INTELLECTUAL PROCESSES INVOLVED IN KNOWLEDGE: The most often referred to intellectual process is that of thinking. Thinking is closely related to empirical observation using the human senses. Thinking can be by looking. Humans are ordered to look at the cosmos and at themselves. Humans are enjoined to think about creation and its signs. Understanding is part of the thinking process. The thinking process can be extended backward in time by thinking about history and the lessons garnered from it. 


DEDUCTIVE and INDUCTIVE LOGIC: Basic analytical intellectual processes can be deductive or inductive. They are used either in parallel or in sequence depending on the problem being tackled. Induction tends to dominate in the sciences.



INSPIRATION: Knowledge can be inspired. It seems that humans before birth receive knowledge about right and wrong by inspiration.

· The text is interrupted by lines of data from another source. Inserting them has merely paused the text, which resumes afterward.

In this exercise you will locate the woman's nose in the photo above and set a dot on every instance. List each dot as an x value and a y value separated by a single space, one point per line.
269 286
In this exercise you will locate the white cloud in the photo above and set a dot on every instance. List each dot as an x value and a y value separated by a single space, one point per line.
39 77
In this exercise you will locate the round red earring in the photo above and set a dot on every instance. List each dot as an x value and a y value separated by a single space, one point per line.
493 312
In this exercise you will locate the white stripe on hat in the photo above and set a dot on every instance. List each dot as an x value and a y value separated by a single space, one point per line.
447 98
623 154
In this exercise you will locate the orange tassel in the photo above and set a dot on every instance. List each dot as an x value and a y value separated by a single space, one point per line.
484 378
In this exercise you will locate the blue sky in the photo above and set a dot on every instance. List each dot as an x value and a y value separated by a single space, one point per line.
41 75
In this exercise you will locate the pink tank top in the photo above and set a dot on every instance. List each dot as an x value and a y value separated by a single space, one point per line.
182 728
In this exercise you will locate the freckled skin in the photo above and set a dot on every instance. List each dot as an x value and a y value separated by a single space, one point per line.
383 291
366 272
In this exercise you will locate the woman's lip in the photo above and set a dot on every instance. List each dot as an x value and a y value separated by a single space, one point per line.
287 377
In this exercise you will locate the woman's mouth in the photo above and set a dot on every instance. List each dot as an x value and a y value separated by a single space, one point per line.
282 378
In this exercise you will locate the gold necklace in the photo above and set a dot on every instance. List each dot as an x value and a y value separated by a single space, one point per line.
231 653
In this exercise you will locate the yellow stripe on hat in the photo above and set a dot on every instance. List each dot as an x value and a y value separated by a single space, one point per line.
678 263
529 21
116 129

Inspiration however cannot be a basis for enjoining or prohibiting actions. Inspiration cannot be accepted as evidence in law. The results of inspiration are not always consistent. We however cannot deny the possibility of some humans being inspired.

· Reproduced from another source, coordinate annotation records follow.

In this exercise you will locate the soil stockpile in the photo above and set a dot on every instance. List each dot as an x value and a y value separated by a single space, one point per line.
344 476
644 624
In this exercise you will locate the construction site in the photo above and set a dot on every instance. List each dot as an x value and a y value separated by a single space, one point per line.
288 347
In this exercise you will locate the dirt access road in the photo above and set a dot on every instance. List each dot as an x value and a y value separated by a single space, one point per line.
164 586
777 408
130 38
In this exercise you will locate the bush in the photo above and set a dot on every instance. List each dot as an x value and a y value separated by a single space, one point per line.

INTUITION: Intuitive knowledge is most likely part of empirical knowledge that is stored in the human subconscious and is retrieved and used on given occasions.  Humans and animals have instinctive knowledge at birth. For example nobody teaches a newborn how to suck at the mother's breast. Animals rely more on instinctive knowledge than do humans. Humans have less need for instinct because of their highly developed cerebral cortex that has more flexibility in facing and solving problems.


GEOMANCY: Geomancy is a discredited science today. It assumes ability of a human to adduce knowledge of a person’s character by incomplete observation for example looking at a person’s face and deducing what type of character he has or what experiences he has gone through. This is an unscientific approach that could lead to wrong or even dangerous conclusions. There is no empirical proof of its validity as a source of knowledge.


DREAMS: Views about the truth of dreams fall into two extremes. Materialists deny dreams whereas others believe in them and spend efforts interpreting them so that they can rely on them as sources of knowledge, guidance, and information. The truth is between the two extremes.



SORCERY: The term sorcery is used to refer to use of magical tricks with additional psychological conditioning that can lead to real psychological effects in people who believe that they are victims of sorcery; there are no effects on those who do not believe the superstition.


MAGIC: Magic refers to use of tricks to create visual or other types of illusions. The uninitiated may be misled into believing in the existence of supernatural power because of the illusions.


ASTROLOGY: Astrology is the magical forerunner of the modern science of astronomy. Astrologers pretend to predict events in a person's life by studying the movement of stars.


FORETELLING: Foretelling is an invalid source of knowledge because the future cannot be known with certainty. The most that can be done is forecasting the future based on available empirical evidence.